Before him floated three doors.No frames, no handles—just three rectangular slits hanging in the air, each radiating a different kind of aura.

From the first door came human cheers, like the background noise of a giant party, fizzing with the taste of cheap champagne.The second door carried sobs and screams, mingled with a machine-like drone, as if some infinite tragedy were looping forever.The third door was silent, pitch-black—yet somehow gave off a strangely alluring sense of "belonging."

Out of the whiteness stepped a middle-aged man in a cheap suit. He looked like a bank clerk, except his face bore a stiff, plastic smile, as if poured from a factory mold.

"Choose," the man said in a voice drained of emotion. "This is your life. The world is in your hands, Ethan."

Ethan blinked, then let out a dry laugh."I've never even had control over my paycheck, and now I'm supposed to pick the fate of the multiverse? Bit of an overestimation, don't you think?"

The man's false smile didn't twitch."If you don't choose, the universe will choose for you. And the result is usually worse."

Ethan sighed. Choices—the thing he hated most. Since school exams, he'd been convinced every multiple-choice answer he picked was always wrong. Now the question had leveled up:Door A—cheap happiness.Door B—endless pain.Door C—total unknown.

"Can I just skip them all?" he asked, half-joking.

"That is surrender. And surrender equals death," the man droned.

Ethan shook his head."Death actually sounds reasonable. Every version of life I've seen so far hasn't exactly been a sales pitch."

A flicker of something glinted in the man's eyes."Are you sure? You've never experienced eternal happiness."

Ethan raised an eyebrow."Happiness? You mean the canned-smile kind? I've seen plenty of that. Office coworkers grinning like programmed robots, wishing you a 'Happy Monday.' Please—that's worse than death."

The man fell silent, as if computing.

The void shuddered. All three doors swung open, and Ethan's mind was flooded with visions.

—Through the first door: he was an employee of the "Happiness Company." Endless bonuses, unlimited desserts, even lottery tickets that always hit jackpots. Everyone smiled at him, warm and tender—but behind those smiles were hollow, soulless eyes, shells without essence.

—Through the second door: people died endlessly, only to resurrect instantly. The same car crash, the same fire, the same assassination repeated on loop. Screams tore throats apart, but seconds later, they were whole again, ready for the next round of agony.

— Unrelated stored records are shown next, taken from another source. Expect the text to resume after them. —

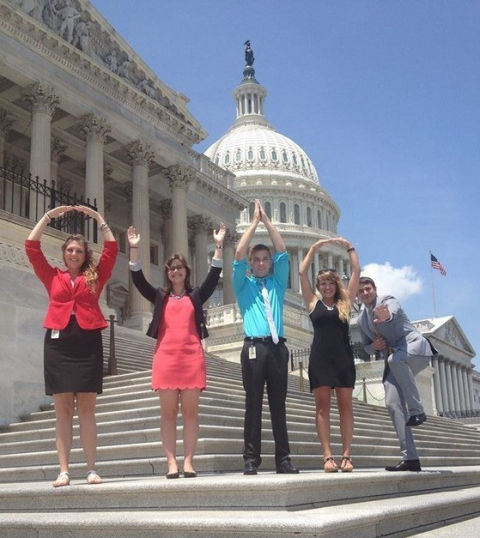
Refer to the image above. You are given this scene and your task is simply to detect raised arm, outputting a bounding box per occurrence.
[258,201,287,252]
[27,205,73,241]
[332,237,360,303]
[235,200,261,260]
[298,239,332,312]
[73,205,116,241]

—Through the third door: nothing but a black ocean. He saw himself floating like a weightless corpse—and yet, disturbingly, he felt peace. No more ridiculous choices, no more cosmic quizzes. Just stillness.

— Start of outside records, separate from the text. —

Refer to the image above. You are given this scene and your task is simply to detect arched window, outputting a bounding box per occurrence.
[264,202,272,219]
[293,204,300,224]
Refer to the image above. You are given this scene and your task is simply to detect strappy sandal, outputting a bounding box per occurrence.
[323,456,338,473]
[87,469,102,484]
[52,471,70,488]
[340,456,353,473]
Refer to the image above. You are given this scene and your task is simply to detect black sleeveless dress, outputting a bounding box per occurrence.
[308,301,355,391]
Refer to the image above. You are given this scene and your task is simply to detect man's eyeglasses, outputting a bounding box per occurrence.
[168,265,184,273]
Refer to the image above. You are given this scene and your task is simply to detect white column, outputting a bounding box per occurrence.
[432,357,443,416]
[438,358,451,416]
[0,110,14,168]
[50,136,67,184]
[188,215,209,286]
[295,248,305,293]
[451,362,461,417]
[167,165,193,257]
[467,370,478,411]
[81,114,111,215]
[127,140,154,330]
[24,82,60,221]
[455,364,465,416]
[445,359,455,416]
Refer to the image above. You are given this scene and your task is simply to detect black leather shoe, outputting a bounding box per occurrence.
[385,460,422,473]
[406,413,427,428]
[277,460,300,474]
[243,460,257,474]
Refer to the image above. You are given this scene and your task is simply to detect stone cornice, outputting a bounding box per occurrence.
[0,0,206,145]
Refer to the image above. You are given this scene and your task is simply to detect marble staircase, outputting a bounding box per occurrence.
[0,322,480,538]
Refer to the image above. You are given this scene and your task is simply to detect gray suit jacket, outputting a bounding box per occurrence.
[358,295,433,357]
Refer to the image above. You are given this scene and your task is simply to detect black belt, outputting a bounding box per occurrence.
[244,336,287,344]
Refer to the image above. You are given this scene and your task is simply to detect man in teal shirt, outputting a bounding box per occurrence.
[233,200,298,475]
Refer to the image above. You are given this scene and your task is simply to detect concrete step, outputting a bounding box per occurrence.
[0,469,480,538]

Ethan pressed his hand to his forehead and chuckled softly."Three questions, three traps. The world really is a terrible exam teacher."

The man remained blank-faced."Choose."

"Why don't you choose?" Ethan snapped suddenly.

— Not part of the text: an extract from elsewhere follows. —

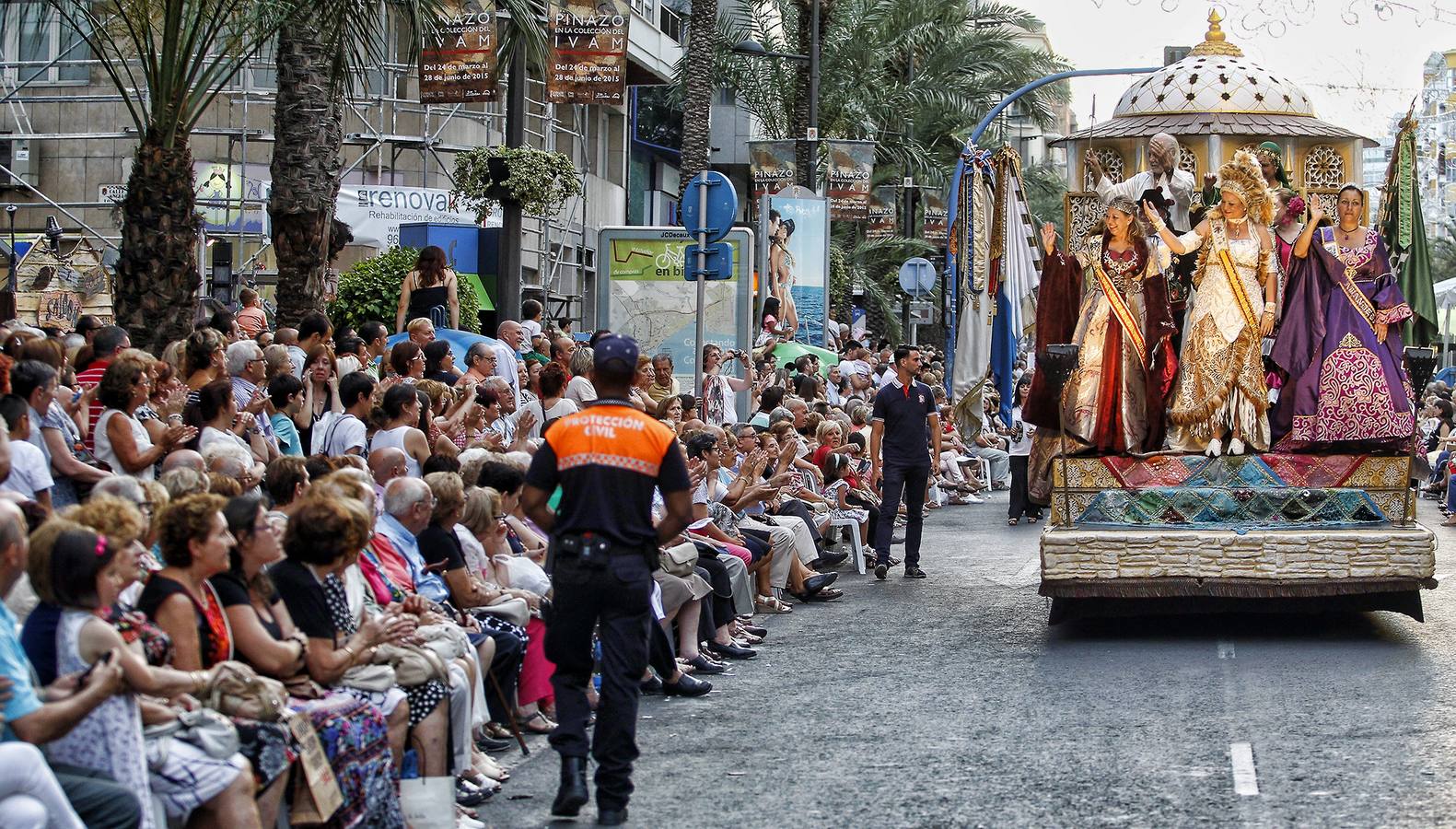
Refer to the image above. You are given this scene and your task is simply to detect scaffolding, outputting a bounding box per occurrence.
[0,2,608,326]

"Because I'm your creation," the man replied at last. His grin cracked wider, jagged as broken glass. "I am the part of you that always pushes choices onto others."

Ethan froze. It hit him—this "bank clerk" had always been that weary, sarcastic voice in his head, blown up by the void into a human form.

"Figures," Ethan muttered. "No wonder you look like shit. You're me at my worst."

The man didn't argue. He only raised his hand again, pointing at the three doors.

The void trembled, as if counting down. Ethan's pulse hammered. He knew—he couldn't stall anymore.

Closing his eyes, he saw flashes of Carl, the Bureau, the death mazes… laughter and sobs already fading into dust.

He opened them again, grinning wide.

"If every option's a trap, then let's do something new—I'll take all of them."

He spread his arms and stepped into all three doors at once.

The white void collapsed. Three worlds twisted into a blender. Laughter, screams, and silence poured into Ethan's ears all at once. His body shredded into countless fragments, each flung into a different reality.

A final whisper coiled in his ear:

"Welcome to the truth beyond multiple choices—congratulations, Ethan. You now fail in every world simultaneously."

Ethan laughed, even as agony split him apart. The sound rasped like barbed wire down his throat, but carried a strange kind of release.

—Because finally, he never had to choose again.